Elazar Shach kann für sich in Anspruch nehmen, die vom Nationalsozialismus und Kommunismus zerstörte Kultur der litauischen Jeshiwot gerettet und in aller Welt neu aufgebaut zu haben. So entwickelte er sich zu einer zentralen Figur dieser religiösen Bewegung. Hatte Ben Gurion bei Staatsgründung ihre kleine Schar von Anhängern nicht ernst genommen und sie vom Militärdienst zu Gunsten des Thorastudium befreit, so konnten sie tatsächlich in kurzer Zeit zu einer politisch einflussreichen Gruppe in Israel heranwachsen.

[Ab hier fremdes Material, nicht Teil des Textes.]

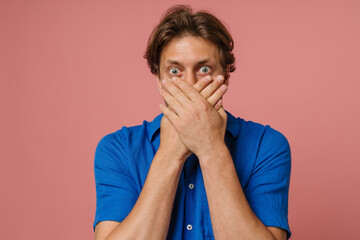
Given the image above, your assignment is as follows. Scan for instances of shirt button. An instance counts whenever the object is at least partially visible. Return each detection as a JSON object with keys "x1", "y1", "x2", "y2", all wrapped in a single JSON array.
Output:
[{"x1": 186, "y1": 224, "x2": 192, "y2": 231}]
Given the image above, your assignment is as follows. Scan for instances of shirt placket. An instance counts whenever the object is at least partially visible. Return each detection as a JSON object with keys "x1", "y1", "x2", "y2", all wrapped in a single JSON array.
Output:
[{"x1": 183, "y1": 154, "x2": 199, "y2": 239}]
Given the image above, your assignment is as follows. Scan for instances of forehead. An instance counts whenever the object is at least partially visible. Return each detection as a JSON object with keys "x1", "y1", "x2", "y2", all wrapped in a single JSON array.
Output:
[{"x1": 160, "y1": 36, "x2": 220, "y2": 65}]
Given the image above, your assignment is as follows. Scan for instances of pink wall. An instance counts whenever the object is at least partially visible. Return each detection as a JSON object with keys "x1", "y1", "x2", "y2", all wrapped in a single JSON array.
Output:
[{"x1": 0, "y1": 0, "x2": 360, "y2": 240}]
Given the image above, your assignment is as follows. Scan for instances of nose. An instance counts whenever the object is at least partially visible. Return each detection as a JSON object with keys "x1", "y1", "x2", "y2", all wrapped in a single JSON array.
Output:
[{"x1": 184, "y1": 71, "x2": 198, "y2": 86}]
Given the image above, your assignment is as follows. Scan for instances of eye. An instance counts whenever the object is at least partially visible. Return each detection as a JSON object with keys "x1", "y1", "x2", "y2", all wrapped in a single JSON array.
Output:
[
  {"x1": 169, "y1": 68, "x2": 180, "y2": 75},
  {"x1": 199, "y1": 66, "x2": 211, "y2": 74}
]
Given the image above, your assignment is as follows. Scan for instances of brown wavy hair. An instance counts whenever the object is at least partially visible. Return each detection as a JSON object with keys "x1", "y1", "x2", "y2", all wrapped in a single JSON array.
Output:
[{"x1": 144, "y1": 5, "x2": 235, "y2": 78}]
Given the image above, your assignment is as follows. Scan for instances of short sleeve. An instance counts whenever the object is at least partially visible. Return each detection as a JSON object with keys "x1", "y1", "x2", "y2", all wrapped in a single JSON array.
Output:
[
  {"x1": 245, "y1": 126, "x2": 291, "y2": 239},
  {"x1": 93, "y1": 133, "x2": 139, "y2": 231}
]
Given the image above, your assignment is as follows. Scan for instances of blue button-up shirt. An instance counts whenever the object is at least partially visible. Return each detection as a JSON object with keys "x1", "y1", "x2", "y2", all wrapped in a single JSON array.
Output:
[{"x1": 93, "y1": 112, "x2": 291, "y2": 239}]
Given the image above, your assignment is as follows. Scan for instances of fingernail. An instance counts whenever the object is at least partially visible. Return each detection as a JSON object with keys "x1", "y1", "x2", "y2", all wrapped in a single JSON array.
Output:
[
  {"x1": 217, "y1": 75, "x2": 224, "y2": 83},
  {"x1": 205, "y1": 75, "x2": 211, "y2": 82}
]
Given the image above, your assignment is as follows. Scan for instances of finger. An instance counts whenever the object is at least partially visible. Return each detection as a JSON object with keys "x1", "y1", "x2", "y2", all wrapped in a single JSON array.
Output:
[
  {"x1": 214, "y1": 99, "x2": 222, "y2": 111},
  {"x1": 161, "y1": 78, "x2": 190, "y2": 106},
  {"x1": 160, "y1": 89, "x2": 183, "y2": 116},
  {"x1": 200, "y1": 75, "x2": 224, "y2": 99},
  {"x1": 193, "y1": 75, "x2": 212, "y2": 92},
  {"x1": 218, "y1": 107, "x2": 227, "y2": 121},
  {"x1": 159, "y1": 104, "x2": 179, "y2": 125},
  {"x1": 207, "y1": 84, "x2": 227, "y2": 106},
  {"x1": 171, "y1": 77, "x2": 204, "y2": 101}
]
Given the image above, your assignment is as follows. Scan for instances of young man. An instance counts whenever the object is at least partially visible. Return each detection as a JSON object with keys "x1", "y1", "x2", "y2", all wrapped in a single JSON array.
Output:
[{"x1": 93, "y1": 6, "x2": 291, "y2": 240}]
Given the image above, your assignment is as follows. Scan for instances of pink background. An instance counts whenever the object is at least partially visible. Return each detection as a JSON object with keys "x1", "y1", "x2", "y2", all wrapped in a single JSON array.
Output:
[{"x1": 0, "y1": 0, "x2": 360, "y2": 240}]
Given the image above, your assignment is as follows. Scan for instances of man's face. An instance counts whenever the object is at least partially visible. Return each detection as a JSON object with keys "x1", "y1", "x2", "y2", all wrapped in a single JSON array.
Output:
[{"x1": 157, "y1": 36, "x2": 227, "y2": 88}]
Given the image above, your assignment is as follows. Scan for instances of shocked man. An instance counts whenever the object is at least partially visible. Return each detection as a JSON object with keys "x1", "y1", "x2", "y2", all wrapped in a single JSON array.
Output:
[{"x1": 93, "y1": 6, "x2": 291, "y2": 240}]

Adin Steinsaltz, als Sohn eines kommunistischen Spanienkämpfers in Jerusalem geboren, interessierte sich erst als Jugendlicher für die jüdische Orthodoxie und begann mit dem Studium an einer Chabad Jeshiwa und setzte dann seine Ausbildung mit einem wissenschaftlichen Studium an der Hebräischen Universität fort.
Steinsaltz nahm trotz seiner Nähe zum Chassidismus eine unabhängige Haltung ein und zog mit einer Mischung von Weltläufigkeit, Gelehrsamkeit und Neo-Chassidismus Studenten an, die sich durch ihr Interesse für die Neo-Orthodoxie mit nationalreligiösem Hintergrund auszeichneten.
Seine herausgehobene Stellung aber geht auf seine Talmud-Übertragung und Kommentierung zurück. Ein wahres Jahrhundertwerk , bei dem er er 2711 Doppelseiten der 1500 Jahre alten aramäisch-hebräischen Fassung erst ins moderne Hebräisch übersetzte, dann aber auch ins Englische und in andere Sprachen. So ermöglichte er es auch weniger in den heiligen Texten Erfahrenen eigene Studien anzustellen.
Während Steinsaltz Talmudauffassung in der Orthodoxie überwiegend Interesse fand, lehnten Shach und seine „Litauer“ sie scharf ab und verbannten sie aus dem Unterricht ihrer Jeshiwot. Ähnlich scharf lehnten sie den Messianismus der Chassiden ab, insbesondere die Auffassung, dass „der Rebbe“, der siebente Rebbe Menachem Mendel Schneerson der Messias sei.
Diese Vorstellung bezeichnete Shach als Häresie und wünschte Schneerson in die Hölle. Der Konflikt führte schließlich zu einem vorübergehenden Schisma in der Agudath-Bewegung Israels. Diese Bewegung war 1912 in Kattowitz / Oberschlesien gegründet worden, um die Einhaltung der Gesetze von Thora und Halacha in der Politik zu vertreten.
Den alten Konflikt befeuerten jetzt wieder Steinsaltz-Anhänger, indem sie in den sozialen Netzwerken provozierend fragten, welches Werk denn das Bedeutendere sei, die Talmud-Übertragung von Steinsaltz oder die Dissertation von Shach, die sich mit Maimonides Mishne Torah, einer Sammlung von anerkannten religiösen Gesetzen, beschäftigte.
Dieser Streit wird die Diskutanten noch viele Jahre beschäftigen, spiegelt er sich doch aktuell in den scharfen Auseinandersetzungen der israelischen Innenpolitik wider.
Anshel Pfeffer berichtete dazu am 16. August 2020 in Haaretz.